There was a question posed on the web a while back (I’m hard pressed to find it) asking what linkages were important to the performance of an HR organization. I’m equally hard pressed to think of an instance where integrated data and analytics is not critical to an organization’s overall health and direction setting activities. Here are a few examples:
- Total Compensation Affect on Performance: It’s wonderful to have a data warehouse that will let you know what your total compensation is broken down by business units, divisions or departments. This should include differentials between departments for benefits plan costs and incentive compensation. The problem is it’s worthless if you are not correlating these numbers to your performance indicators, whether this is sales or some other measure of revenues and profits.
- Talent Management Affect on Profits: Do your performance plans work? How about your learning activities? Is your compensation properly correlated to your performance, or is your incentive compensation plan actually a de-motivator. At the end of the day, your best intentioned talent management activities may not be yielding you any advantage. How can you tell if you’re not reporting on these factors versus corporate performance measures?

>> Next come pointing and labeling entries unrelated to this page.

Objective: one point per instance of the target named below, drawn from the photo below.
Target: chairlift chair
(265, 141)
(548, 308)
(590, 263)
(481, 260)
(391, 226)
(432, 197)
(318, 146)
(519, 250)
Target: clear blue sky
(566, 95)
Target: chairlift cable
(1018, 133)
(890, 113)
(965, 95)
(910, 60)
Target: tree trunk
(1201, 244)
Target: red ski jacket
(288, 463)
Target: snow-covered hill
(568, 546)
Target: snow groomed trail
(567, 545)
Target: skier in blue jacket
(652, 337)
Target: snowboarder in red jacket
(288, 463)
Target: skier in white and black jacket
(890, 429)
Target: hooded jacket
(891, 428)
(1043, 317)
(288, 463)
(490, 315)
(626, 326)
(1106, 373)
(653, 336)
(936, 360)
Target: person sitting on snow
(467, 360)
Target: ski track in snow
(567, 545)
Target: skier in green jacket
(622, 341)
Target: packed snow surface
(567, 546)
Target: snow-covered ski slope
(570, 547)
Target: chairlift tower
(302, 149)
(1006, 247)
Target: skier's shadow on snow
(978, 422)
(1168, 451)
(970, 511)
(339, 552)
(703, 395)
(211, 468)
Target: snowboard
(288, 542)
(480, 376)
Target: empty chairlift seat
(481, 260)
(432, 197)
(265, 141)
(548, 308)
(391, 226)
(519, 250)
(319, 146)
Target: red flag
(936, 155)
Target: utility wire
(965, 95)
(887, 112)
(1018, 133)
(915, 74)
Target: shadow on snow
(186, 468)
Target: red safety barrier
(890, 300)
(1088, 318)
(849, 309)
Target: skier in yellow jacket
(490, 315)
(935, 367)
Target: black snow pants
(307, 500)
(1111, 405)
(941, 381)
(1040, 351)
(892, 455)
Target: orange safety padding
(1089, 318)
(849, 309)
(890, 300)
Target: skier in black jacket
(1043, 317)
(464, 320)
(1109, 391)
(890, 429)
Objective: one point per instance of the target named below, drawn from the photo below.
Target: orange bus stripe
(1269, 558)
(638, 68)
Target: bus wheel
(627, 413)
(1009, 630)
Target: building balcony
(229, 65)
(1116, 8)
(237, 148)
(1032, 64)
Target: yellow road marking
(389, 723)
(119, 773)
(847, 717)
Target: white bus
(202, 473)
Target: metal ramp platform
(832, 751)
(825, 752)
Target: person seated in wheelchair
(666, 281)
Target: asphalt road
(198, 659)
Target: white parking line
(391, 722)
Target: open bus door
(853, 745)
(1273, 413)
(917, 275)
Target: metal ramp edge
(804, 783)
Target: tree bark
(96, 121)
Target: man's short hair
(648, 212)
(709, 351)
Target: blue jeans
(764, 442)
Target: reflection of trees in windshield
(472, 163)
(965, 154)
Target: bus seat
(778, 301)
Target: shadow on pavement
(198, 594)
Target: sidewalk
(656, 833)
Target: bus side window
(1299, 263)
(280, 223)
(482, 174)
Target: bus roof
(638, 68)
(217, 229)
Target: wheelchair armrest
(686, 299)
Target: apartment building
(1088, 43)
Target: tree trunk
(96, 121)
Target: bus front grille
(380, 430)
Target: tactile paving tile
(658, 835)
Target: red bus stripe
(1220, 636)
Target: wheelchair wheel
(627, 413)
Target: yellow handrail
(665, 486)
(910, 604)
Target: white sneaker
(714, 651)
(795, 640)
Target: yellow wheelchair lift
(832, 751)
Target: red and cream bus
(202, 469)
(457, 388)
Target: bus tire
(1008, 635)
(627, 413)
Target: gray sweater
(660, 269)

- HR Costs versus Sales Bids: Your sales organization quite possibly sits around trying to figure out how to price your services in RFP’s. Utilizing average labor costs and burden rates and estimating productivity, they come up with some numbers to plug into proposals. Are these number right? Who knows? With analytics, you’d be able to provide your sales organization with real numbers on how much work a specific group of people can perform and how much their actual costs are.
- Talent Acquisition Effectiveness: We’ve all talked about it, but how many of us are actually measuring our new hires against performance 6 months or a year into their employment? How many organizations have profiled their best recruits correlated with retention and determined what a great job candidate looks like? We’ve always looked at numbers like time to fill and cost per hire. But these numbers are insignificant compared to whether that particular hire was effective or not.
These are just a few examples of how your metrics should be supporting the organization’s strategic measures, not your HR operational needs. Without an analytics tool, it’s simply too hard to understand the linkages between your numerous programs and how they each individually impact your company’s higher level strategies.
One response to “Analytics: Linking Silos, Linking Strategy”
Generally, I would be a bit shy to present such numbers to the Top Management as their interpretation can be difficult for Human Resources and much more difficult for the Top Management to understand.